Over 65 million Tumblr account details are up for sale on the dark web, according to hack-monitoring website Have I Been Pwned?, marking the latest attempt to sell data from hacks that took place several years ago.
The details relate to a hack on the site in 2013 that Tumblr admitted in early May had only just been discovered. The firm has not said how many people were affected.
“We recently learned that a third party had obtained access to a set of Tumblr user email addresses with salted and hashed passwords from early 2013, prior to the acquisition of Tumblr by Yahoo,” Tumblr said earlier this month.
“As soon as we became aware of this, our security team thoroughly investigated the matter. Our analysis gives us no reason to believe that this information was used to access Tumblr accounts.”

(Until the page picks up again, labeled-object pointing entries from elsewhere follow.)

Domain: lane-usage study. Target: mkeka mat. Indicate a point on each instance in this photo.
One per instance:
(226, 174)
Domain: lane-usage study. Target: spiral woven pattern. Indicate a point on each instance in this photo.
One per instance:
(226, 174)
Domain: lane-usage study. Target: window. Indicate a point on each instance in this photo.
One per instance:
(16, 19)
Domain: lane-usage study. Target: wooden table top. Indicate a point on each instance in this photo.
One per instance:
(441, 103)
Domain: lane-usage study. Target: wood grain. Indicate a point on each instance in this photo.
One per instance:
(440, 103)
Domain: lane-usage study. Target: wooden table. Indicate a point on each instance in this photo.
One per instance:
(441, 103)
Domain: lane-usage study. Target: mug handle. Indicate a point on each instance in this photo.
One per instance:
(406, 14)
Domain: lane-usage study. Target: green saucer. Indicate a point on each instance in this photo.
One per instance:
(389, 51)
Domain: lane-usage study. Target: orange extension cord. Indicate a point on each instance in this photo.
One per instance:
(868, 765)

“Affected users” were required to reset their passwords as a result.
Have I Been Pwned? has now updated its database to include the impact of this hack, putting the figure at 65 million.

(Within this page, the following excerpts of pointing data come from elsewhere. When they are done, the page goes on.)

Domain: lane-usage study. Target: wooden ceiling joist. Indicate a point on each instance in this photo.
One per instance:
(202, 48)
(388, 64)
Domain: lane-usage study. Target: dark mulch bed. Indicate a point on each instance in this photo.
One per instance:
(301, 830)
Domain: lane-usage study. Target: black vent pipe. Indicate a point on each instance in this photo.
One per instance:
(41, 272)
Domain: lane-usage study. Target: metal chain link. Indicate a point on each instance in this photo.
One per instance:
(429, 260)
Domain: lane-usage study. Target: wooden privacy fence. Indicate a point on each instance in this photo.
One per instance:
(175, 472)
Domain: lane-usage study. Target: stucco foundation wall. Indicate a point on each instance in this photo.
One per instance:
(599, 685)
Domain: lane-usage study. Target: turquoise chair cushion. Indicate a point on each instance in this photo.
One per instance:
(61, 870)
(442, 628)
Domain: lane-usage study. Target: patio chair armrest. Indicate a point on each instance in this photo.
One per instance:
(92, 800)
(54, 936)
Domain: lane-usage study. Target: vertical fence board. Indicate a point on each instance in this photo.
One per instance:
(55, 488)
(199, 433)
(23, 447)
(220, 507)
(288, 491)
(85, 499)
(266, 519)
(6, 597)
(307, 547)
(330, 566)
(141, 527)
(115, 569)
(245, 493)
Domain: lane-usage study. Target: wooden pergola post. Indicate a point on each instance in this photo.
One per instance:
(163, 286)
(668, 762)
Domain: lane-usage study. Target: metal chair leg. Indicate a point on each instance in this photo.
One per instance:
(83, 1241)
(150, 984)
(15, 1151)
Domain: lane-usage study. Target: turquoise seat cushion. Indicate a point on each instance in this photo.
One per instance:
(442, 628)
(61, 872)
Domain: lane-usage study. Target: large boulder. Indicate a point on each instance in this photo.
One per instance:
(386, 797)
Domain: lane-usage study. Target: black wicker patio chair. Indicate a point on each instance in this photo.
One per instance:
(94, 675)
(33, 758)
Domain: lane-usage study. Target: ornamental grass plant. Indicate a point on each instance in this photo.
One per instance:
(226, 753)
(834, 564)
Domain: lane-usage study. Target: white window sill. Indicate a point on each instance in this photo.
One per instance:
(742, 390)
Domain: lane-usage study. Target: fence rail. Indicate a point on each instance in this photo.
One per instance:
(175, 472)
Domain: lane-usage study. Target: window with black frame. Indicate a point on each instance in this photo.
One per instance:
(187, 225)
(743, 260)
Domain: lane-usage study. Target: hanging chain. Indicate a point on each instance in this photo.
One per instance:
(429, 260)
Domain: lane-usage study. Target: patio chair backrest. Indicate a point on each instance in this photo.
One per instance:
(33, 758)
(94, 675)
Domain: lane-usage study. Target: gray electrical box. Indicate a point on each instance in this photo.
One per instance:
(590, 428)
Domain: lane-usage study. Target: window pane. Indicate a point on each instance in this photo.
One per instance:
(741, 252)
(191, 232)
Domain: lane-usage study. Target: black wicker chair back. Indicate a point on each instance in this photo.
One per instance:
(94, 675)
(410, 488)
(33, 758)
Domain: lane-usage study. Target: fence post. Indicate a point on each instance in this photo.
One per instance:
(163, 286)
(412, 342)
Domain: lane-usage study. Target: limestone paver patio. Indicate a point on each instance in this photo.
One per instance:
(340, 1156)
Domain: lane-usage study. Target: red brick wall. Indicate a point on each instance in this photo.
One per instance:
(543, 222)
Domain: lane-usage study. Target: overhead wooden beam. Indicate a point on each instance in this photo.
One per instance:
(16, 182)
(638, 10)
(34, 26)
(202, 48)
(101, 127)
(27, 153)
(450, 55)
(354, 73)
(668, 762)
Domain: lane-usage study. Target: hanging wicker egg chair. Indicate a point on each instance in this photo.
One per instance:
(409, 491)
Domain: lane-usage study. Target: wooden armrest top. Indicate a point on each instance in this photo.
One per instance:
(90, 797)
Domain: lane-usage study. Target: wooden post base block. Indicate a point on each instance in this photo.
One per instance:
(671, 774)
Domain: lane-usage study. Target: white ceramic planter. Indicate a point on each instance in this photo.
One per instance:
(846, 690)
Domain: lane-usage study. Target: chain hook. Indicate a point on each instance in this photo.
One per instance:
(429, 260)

“In early 2013, Tumblr suffered a data breach which resulted in the exposure of over 65 million accounts,” the site said.

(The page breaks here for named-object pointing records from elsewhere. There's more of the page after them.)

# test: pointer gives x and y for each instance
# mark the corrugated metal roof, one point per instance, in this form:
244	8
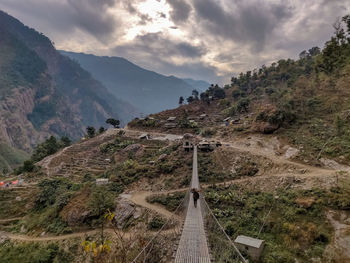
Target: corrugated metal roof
249	241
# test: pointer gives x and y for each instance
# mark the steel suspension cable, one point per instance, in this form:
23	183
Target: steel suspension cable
160	230
223	230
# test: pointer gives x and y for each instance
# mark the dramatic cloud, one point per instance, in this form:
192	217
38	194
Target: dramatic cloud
180	10
205	39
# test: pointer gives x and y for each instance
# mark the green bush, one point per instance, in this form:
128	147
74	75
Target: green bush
208	132
156	223
33	253
170	201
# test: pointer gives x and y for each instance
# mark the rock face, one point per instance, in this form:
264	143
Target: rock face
123	212
265	127
3	237
45	93
76	211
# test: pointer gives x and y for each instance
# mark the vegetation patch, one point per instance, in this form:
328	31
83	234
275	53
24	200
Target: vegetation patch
170	201
293	223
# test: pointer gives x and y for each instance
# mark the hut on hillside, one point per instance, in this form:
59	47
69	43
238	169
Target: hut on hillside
252	246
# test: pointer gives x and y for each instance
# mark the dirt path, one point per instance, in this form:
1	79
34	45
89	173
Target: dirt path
139	198
10	219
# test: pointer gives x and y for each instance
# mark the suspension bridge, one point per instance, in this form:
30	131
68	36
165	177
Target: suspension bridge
202	238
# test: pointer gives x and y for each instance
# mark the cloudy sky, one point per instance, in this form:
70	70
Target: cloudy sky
202	39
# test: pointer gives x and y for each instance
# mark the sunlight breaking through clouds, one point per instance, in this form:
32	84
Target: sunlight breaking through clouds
218	37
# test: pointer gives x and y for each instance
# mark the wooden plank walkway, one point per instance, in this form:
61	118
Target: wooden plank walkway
193	246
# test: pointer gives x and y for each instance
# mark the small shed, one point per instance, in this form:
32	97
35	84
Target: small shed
203	116
144	136
252	246
188	145
170	125
101	181
204	146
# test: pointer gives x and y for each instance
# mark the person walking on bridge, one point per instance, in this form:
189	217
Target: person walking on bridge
195	193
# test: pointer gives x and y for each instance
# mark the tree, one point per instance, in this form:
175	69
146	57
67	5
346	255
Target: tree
243	105
100	202
65	141
195	94
90	131
115	123
190	99
181	100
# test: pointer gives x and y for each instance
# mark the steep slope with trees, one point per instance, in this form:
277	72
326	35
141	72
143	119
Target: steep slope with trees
305	101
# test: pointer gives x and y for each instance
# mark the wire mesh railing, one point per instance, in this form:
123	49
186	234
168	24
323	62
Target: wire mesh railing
222	248
162	245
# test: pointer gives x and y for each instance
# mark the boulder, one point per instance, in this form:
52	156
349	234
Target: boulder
162	157
3	237
265	127
123	212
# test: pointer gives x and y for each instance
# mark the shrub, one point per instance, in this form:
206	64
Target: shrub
236	93
207	132
243	105
156	223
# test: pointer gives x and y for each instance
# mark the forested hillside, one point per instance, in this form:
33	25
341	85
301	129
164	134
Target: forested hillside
305	101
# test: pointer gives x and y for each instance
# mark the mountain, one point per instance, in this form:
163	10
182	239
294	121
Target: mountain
199	85
44	93
150	91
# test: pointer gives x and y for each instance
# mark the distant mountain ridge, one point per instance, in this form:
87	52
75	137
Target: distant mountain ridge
150	91
44	93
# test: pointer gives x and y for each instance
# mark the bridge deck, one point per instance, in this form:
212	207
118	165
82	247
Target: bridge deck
193	247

“The data was later put up for sale on a dark market website, and included email addresses and passwords stored as salted SHA1 hashes.”
Security researcher Troy Hunt, who runs Have I Been Pwned?, explained that the Tumblr data was the latest in a series of mega-breaches that he has added to his index of hacks, underlining the trend among hackers to go after huge datasets.
“I've finished loading Tumblr into Have I Been Pwned? with a grand total of over 65 million records dating back to 2013. That rounds out the total number of records loaded in just the last six days to 269 million, not that much less than I had in the entire system just a week ago," he wrote on his blog this week.
Hunt added that there appears to be a connection with these releases, as many of the breaches occurred years ago but are only now seeing the data being made public.
He added that it could be the start of a trend that could see more 'mega-breaches' come to light, or indeed take place, in the weeks and months ahead.
"If this is a trend, where does it end? What more is in store that we haven't already seen? And for that matter, even if these events don't all correlate to the same source and we're merely looking at coincidental timing of releases, how many more are there in the 'mega' category that are simply sitting there in the clutches of various unknown parties?" he said.